A stopwatch was started when 50 cm³ of a 0.20 M sodium thiosulfate solution was poured into a conical flask containing 10 cm³ of 1.0 M HCl solution - Leaving Cert Chemistry - Question 3 - 2010

To prepare 50 cm³ of a 0.12 M sodium thiosulfate solution from a 0.20 M stock solution, the following steps should be taken:

1. Calculate the volume of 0.20 M solution needed using the dilution formula:

   $C_1V_1 = C_2V_2$

   where $C_1 = 0.20$ M, $C_2 = 0.12$ M, and $V_2 = 50$ cm³:

   $V_1 = \frac{C_2V_2}{C_1} = \frac{0.12 \times 50}{0.20} = 30\text{ cm}^3$

2. Measure 30 cm³ of the 0.20 M sodium thiosulfate solution.

3. Add distilled or deionized water to the 30 cm³ solution to make up the final volume to 50 cm³.

4. Mix the solution thoroughly.

To plot the graph, use the provided data to create a scatter plot of the concentration (M) versus the reaction rate (1/t, min⁻¹). Ensure that the x-axis is labeled as 'Concentration (M)' and the y-axis as 'Rate (1/t min⁻¹)'. All points should be plotted accurately, and a straight line should connect them to show the trend.

The graph demonstrates a direct proportional relationship between the concentration of sodium thiosulfate and the reaction rate, indicating that as the concentration of sodium thiosulfate increases, the rate of reaction also increases.

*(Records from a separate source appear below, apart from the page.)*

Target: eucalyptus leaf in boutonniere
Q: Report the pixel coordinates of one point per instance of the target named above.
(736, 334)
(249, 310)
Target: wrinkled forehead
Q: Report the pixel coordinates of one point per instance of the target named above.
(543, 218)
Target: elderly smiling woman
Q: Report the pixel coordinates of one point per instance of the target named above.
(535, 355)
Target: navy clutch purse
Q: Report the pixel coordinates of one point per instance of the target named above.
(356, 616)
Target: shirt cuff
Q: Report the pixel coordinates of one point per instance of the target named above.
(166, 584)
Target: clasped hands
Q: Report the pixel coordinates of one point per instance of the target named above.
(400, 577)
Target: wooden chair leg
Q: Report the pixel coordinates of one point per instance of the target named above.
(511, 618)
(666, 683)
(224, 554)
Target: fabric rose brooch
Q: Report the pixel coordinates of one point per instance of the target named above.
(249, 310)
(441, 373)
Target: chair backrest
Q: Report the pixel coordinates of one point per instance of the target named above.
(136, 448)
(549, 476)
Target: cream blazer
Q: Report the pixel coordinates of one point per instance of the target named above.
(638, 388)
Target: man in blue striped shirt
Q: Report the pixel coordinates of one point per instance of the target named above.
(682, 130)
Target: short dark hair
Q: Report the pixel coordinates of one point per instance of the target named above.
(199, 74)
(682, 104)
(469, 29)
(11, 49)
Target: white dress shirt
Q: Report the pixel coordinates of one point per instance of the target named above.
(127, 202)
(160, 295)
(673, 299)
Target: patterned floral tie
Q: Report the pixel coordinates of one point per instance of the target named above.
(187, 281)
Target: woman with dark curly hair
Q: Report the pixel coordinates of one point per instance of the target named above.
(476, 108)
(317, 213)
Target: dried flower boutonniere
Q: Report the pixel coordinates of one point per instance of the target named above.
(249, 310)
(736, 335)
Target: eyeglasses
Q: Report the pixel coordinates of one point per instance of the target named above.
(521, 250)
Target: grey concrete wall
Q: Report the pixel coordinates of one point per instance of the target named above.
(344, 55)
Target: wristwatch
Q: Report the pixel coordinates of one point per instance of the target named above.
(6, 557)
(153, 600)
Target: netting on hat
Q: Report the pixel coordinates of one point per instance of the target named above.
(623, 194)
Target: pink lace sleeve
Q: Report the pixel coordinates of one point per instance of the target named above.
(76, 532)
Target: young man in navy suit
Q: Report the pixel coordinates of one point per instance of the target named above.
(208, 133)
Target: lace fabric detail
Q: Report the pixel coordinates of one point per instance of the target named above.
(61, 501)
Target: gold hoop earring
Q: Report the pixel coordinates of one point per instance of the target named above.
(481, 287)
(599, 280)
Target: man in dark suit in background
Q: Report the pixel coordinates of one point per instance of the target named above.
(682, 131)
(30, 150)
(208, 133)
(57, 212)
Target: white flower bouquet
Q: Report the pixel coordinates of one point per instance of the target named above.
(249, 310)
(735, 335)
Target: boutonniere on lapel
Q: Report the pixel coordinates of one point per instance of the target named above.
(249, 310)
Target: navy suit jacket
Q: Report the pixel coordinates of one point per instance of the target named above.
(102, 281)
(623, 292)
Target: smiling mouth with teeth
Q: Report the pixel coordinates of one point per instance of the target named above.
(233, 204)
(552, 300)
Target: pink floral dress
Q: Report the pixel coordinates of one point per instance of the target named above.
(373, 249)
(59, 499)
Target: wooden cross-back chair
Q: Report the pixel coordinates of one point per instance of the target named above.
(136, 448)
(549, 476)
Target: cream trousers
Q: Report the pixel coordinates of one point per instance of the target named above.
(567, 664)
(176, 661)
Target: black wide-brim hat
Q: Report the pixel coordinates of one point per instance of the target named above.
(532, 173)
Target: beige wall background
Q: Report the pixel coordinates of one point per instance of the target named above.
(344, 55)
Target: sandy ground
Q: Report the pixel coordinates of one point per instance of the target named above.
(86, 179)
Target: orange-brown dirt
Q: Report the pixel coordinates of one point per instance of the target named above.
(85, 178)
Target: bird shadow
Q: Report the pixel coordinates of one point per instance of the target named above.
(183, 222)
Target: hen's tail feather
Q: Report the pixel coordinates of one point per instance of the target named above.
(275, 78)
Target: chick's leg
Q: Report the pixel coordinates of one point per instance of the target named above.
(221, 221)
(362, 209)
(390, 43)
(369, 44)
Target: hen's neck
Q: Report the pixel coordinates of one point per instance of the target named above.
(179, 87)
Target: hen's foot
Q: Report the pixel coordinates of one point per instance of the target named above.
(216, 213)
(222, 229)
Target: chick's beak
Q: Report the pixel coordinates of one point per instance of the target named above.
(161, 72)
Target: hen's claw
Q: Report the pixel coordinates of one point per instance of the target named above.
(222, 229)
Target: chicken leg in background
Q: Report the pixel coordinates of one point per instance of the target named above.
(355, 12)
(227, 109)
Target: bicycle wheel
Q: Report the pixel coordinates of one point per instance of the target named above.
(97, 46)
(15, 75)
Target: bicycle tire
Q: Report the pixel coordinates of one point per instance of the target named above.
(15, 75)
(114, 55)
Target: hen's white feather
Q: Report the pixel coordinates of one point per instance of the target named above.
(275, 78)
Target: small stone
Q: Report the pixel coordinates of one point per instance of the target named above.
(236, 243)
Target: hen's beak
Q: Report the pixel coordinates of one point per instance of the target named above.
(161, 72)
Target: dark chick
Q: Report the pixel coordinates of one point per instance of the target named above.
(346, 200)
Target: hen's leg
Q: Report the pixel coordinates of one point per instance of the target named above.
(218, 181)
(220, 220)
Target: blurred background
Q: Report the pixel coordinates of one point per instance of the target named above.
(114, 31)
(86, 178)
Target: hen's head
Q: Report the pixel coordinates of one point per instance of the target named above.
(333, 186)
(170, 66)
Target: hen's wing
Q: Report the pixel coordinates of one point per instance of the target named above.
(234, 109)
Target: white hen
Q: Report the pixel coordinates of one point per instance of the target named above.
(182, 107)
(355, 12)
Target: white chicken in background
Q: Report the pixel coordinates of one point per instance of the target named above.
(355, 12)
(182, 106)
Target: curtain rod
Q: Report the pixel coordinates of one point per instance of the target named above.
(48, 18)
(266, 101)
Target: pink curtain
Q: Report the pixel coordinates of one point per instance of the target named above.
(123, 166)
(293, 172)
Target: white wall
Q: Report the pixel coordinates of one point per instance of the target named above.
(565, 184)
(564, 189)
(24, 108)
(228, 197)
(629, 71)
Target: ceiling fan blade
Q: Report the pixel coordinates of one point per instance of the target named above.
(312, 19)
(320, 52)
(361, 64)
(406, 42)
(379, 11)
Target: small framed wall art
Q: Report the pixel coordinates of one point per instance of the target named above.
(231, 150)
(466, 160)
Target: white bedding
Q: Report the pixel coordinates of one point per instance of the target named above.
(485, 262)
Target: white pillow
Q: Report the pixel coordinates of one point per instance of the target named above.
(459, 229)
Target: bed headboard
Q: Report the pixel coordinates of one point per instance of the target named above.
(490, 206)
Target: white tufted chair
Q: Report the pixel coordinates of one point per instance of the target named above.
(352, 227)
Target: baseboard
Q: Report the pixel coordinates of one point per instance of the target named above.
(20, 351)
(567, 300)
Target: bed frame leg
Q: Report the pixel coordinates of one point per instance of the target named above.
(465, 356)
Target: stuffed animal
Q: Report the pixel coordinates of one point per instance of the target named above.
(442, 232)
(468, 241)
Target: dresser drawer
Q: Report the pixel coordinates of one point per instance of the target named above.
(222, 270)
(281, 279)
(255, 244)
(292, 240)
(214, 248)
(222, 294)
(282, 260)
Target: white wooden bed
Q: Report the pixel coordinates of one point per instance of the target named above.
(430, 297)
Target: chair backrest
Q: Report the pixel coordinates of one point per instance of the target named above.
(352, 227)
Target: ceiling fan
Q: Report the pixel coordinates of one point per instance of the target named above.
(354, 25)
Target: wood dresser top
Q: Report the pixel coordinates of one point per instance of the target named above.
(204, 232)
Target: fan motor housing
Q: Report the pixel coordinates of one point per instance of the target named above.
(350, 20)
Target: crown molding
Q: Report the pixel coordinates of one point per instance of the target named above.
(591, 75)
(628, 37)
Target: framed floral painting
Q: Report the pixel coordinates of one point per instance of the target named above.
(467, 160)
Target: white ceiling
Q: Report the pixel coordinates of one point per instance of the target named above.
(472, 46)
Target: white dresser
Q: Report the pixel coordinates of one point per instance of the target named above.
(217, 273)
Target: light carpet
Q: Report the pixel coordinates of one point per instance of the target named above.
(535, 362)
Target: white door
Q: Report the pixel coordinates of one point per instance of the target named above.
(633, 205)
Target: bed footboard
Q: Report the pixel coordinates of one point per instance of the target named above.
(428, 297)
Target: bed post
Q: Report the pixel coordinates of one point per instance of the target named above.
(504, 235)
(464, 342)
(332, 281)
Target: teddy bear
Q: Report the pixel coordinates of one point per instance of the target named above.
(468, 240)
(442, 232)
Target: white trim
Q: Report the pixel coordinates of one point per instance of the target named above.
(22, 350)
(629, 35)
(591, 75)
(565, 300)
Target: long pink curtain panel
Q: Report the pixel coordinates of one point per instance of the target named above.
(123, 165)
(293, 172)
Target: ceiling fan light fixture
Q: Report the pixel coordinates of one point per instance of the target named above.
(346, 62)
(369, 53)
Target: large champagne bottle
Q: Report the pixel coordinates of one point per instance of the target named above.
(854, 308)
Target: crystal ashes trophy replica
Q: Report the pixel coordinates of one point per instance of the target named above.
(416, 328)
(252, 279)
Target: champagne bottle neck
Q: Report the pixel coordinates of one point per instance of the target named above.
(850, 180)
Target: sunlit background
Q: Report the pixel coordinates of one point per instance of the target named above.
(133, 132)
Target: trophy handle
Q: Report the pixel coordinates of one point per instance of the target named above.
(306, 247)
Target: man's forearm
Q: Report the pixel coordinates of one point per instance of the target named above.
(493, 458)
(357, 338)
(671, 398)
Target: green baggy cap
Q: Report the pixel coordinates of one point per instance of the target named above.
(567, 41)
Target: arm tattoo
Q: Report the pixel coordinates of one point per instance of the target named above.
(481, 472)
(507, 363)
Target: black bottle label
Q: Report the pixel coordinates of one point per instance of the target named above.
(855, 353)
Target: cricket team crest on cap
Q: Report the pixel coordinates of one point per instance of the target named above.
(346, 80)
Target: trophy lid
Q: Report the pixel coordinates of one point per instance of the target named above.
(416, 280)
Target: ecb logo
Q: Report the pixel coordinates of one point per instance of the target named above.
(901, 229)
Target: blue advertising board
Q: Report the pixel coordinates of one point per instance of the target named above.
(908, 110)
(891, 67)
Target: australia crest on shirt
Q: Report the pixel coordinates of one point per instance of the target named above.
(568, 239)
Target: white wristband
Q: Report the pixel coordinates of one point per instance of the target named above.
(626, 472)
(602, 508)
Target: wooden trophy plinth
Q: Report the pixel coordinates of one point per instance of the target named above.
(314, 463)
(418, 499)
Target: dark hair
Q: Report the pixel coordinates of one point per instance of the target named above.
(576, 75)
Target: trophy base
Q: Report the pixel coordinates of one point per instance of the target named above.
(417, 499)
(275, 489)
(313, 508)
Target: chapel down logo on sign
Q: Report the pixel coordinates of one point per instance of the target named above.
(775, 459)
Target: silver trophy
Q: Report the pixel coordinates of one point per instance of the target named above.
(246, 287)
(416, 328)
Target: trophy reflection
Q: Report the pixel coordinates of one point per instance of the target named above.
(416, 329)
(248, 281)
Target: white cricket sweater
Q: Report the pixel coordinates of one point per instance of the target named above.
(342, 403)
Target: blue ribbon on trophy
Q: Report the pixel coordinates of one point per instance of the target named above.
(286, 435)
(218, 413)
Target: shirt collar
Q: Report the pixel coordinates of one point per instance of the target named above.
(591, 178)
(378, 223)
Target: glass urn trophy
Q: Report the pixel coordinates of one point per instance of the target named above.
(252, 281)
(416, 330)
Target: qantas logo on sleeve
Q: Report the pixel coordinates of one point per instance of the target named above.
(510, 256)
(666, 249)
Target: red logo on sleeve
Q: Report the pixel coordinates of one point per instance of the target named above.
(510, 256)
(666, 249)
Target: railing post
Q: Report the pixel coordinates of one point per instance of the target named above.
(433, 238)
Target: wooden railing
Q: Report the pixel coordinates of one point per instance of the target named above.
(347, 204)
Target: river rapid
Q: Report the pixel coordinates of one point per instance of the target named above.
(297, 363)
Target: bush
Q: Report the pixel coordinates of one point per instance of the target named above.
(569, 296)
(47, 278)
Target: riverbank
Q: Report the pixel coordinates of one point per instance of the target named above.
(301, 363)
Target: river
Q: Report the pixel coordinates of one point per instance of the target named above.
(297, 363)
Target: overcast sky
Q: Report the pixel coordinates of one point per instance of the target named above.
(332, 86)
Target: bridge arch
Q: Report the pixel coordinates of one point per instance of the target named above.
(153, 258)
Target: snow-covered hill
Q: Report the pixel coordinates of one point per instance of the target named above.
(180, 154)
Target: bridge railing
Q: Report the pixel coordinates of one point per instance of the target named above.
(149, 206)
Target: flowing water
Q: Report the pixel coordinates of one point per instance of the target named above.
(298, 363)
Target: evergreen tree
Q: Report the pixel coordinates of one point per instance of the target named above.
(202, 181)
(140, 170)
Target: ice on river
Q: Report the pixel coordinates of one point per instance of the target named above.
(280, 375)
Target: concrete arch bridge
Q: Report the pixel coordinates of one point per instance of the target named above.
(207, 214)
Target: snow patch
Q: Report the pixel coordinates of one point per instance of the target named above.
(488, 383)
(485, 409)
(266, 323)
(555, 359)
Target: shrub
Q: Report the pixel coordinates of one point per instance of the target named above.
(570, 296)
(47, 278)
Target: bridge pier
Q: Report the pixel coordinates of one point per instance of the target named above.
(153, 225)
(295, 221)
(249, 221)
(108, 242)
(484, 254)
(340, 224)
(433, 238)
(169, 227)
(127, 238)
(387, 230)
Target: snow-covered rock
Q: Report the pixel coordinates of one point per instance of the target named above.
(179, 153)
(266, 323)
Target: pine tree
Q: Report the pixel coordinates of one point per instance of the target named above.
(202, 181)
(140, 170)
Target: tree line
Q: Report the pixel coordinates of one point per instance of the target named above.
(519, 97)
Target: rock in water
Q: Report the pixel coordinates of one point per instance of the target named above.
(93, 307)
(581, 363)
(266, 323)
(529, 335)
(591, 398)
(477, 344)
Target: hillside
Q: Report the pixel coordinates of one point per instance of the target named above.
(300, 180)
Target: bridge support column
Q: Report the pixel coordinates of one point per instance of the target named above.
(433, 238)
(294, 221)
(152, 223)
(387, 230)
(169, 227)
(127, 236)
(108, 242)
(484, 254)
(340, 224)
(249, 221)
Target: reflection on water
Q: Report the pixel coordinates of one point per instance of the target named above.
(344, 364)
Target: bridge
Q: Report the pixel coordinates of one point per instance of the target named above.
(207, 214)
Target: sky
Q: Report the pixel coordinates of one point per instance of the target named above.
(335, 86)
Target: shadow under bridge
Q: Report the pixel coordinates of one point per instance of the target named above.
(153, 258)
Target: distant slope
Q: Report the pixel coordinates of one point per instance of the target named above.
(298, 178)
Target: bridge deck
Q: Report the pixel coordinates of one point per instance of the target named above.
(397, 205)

To predict the time for the reaction to occur, one can extrapolate from the graph based on the concentration. For 0.20 M sodium thiosulfate, the time taken was recorded at 1.4 minutes, hence if the temperature increases, one could anticipate a shorter reaction time.

The time taken would be expected to decrease as the temperature increases. This is because increasing the temperature generally raises the kinetic energy of the reactant particles, leading to more frequent and effective collisions, thus increasing the reaction rate.